Staple magazine first piqued our interested when we were researching for different, exciting publications coming out of Asia. Providing a thoughtful, nuanced examination of social and cultural experiences, the Singapore-based title has a global outlook. This second issue subverts mainstream interpretations of desire, by looking at the way we find pleasure in objects around us. From printed matters to trendy clothing, obscure knick-knack collections to ASMR, it takes an in-depth probe into the things that give us enjoyment, arousal and identity.
Each feature is framed with its own colour scheme, and bursts of inventive typography will keep you on your toes as you navigate through the beautifully put-together publication.
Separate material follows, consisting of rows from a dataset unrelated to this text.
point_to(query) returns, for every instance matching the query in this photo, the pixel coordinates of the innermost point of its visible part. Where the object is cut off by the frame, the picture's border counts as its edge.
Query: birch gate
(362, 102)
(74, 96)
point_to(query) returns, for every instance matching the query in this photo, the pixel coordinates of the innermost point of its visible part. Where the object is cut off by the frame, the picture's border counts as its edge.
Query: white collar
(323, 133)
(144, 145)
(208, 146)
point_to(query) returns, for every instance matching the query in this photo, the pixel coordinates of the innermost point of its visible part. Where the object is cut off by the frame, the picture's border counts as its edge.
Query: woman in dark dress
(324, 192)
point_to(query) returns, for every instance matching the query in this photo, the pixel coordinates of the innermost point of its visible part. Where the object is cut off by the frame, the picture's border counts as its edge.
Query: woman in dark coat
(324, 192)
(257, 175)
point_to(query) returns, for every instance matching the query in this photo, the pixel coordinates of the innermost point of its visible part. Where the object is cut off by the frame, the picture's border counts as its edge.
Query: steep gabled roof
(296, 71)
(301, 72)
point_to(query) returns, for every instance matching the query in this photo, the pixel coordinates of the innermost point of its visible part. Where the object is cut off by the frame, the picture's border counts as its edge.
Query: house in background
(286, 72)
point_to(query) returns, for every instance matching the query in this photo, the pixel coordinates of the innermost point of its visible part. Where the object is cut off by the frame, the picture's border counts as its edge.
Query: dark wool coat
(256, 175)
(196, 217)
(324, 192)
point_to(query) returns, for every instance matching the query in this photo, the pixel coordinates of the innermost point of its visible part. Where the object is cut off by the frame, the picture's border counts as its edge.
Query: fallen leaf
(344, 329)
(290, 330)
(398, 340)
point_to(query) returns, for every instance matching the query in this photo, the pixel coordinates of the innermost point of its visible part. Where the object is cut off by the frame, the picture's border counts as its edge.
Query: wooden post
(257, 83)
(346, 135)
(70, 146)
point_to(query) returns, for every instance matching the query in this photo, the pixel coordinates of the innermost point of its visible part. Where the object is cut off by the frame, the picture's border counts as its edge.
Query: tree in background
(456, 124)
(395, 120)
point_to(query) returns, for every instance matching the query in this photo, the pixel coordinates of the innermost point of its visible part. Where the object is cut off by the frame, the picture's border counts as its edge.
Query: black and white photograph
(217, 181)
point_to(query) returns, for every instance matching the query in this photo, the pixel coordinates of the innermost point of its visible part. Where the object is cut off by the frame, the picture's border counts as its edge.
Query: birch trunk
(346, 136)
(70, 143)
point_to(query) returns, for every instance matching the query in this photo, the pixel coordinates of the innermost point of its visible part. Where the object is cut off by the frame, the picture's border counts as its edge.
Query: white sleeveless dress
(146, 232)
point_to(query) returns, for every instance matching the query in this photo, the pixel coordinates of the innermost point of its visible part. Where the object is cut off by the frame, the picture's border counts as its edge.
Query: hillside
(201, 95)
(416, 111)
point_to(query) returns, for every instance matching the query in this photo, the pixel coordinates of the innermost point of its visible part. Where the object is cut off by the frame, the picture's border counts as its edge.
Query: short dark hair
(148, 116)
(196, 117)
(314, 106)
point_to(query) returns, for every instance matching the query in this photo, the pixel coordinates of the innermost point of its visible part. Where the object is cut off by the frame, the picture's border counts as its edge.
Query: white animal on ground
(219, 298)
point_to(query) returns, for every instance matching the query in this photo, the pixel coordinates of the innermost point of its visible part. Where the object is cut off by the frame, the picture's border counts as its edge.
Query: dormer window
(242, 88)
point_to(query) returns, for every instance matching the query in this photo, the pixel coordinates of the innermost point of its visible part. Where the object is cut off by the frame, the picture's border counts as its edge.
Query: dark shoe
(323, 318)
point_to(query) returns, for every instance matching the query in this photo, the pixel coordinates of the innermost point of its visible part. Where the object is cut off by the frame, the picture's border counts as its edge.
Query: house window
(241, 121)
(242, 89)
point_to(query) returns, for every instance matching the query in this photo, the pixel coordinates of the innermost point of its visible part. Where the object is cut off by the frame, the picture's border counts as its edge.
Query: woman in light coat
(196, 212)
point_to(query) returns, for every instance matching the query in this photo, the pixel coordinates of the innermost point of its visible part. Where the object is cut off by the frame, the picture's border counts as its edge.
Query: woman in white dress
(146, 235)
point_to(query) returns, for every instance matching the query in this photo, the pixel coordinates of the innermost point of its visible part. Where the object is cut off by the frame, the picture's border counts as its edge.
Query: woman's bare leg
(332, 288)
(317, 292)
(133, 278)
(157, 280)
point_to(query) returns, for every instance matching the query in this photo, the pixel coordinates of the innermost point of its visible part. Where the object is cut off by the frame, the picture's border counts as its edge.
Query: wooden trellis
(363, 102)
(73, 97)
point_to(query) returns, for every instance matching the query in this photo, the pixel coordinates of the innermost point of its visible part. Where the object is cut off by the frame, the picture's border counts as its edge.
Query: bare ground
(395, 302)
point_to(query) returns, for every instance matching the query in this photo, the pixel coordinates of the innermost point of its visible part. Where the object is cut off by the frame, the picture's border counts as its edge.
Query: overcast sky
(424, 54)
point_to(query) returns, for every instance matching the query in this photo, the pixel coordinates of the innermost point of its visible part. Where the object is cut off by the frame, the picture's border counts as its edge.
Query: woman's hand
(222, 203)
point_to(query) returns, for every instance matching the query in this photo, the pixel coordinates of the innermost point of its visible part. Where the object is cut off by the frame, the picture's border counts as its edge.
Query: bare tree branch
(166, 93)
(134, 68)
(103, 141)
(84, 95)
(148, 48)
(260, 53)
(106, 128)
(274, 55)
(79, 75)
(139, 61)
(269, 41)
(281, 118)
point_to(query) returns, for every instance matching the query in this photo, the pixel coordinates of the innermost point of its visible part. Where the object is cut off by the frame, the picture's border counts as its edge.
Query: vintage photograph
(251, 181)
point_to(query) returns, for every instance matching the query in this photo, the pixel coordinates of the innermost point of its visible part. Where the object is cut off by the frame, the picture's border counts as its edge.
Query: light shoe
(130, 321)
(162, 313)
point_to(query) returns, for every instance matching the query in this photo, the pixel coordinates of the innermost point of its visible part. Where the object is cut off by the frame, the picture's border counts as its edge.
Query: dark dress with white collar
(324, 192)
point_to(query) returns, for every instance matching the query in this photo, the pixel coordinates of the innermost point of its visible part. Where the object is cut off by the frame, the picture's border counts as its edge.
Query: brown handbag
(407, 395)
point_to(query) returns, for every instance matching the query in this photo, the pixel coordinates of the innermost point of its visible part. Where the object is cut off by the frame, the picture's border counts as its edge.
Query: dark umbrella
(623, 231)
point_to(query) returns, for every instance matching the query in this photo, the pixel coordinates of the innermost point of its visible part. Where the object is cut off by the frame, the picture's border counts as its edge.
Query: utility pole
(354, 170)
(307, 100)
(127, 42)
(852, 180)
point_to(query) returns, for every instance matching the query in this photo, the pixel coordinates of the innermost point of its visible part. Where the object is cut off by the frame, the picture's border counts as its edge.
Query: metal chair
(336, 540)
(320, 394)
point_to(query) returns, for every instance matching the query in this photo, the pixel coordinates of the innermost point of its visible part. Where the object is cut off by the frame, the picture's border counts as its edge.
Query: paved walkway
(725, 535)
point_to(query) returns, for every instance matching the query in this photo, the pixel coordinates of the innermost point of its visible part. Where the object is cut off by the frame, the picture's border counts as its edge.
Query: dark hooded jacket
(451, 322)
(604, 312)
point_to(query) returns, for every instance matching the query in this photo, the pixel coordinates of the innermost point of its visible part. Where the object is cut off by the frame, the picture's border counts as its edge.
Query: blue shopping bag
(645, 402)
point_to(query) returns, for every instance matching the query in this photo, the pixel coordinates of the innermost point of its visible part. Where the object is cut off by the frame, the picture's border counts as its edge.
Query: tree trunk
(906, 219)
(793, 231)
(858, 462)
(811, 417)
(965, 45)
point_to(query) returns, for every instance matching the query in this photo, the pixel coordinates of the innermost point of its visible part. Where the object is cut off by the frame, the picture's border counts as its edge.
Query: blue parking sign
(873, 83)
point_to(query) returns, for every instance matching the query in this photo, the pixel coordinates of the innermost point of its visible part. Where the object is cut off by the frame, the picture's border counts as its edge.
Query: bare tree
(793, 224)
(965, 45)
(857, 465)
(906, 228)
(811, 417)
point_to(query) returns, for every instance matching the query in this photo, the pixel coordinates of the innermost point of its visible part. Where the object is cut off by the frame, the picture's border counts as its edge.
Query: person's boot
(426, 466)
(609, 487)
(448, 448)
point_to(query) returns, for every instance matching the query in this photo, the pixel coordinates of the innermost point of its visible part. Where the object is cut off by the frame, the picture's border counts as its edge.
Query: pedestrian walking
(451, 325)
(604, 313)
Editor-in-chief Clara Lee gives us her definitive guide to the issue below.
(If you’re in London, hear Staple’s co-founder and communications director Yi Ping Tan speak in a panel of independent publishers discussing beauty and desire, at our next event on Tuesday, 22 May.)
1. The Social Life of the Object
Seeking to reclaim a bodily intervention with the world, this issue’s theme Objects of Delight stems from a desire to touch, feel and play with the objects around us. After all, one of the many appeals of the print magazine (in an age where the Internet reigns supreme) is its tactility. In the process of its making (and its commodification) it is passed from one pair of hands to another — paper manufacturer, printer, binder, distributor, stockist, buyer. Outlining a network of transfer, characterised by a body-to-body transmission, objects can be both product and trace of labour. The production of a social space is explored within the magazine by Zaahidur Rahman in an essay titled Wavey Garms (above), with accompanying images by Ezekiel Santos.
2. The Body as Object
Objects are not restricted to the inanimate. Centred on the body and its duality as both subject and object (interface and surface), Soft Happiness by Lara Konrad touches on the 24/7 performativity of functioning like “the right girl, the right woman”. Similarly, in a series titled, Object of Desire, photographer Nicole Ngai addresses the portrayal of female bodies within visual practices as objects to be gazed upon. Confronting the relationship between subjectivity and objecthood, the two explore the redistribution of assigned roles — the subject who views and the object that is given up to be viewed.
3. The Mythical Object
Objects have a capacity of embodying meaning; we attach personal, cultural or historical significance to them. However, these acquired meanings can change and evolve over time. In a photography series called The Secret Lives of Fruits and Vegetables (above), Maciek Jasik reintroduces the mystical qualities once associated with fruits and vegetables. Did you know that watermelons were used in ancient Egyptian death rituals?
4. The Everyday Object
The objects that populate our environment contribute greatly to how we inhabit spaces and acquaint ourselves with the world we live in. The material form and function of the object outlines a possibility of experience; it presents a ‘situation’. In a piece titled, Defamiliarising the Architectural Object, with accompanying images by Toni Cuhadi, Rocky Howe explores the potential of reading everyday architectural objects in relation to the structures of power embedded within an urban environment. We also interviewed Alvin Ho and Clara Koh of Atelier HOKO on their publishing project, Science of the Secondary (below), which centres its examination on mundane objects.
5. The Anthropomorphic Object
We also survey the ‘human-like’ object. In our conversation with Italian photographer, Cesare Fabbri (above), we discuss the anthropomorphic quality of the photographed object in his debut photo book, The Flying Carpet. Focusing on the poetic link between textile, text, taxonomy as well as the tactility of the book, Fabbri shares an explanation of the visual tropes used in the series.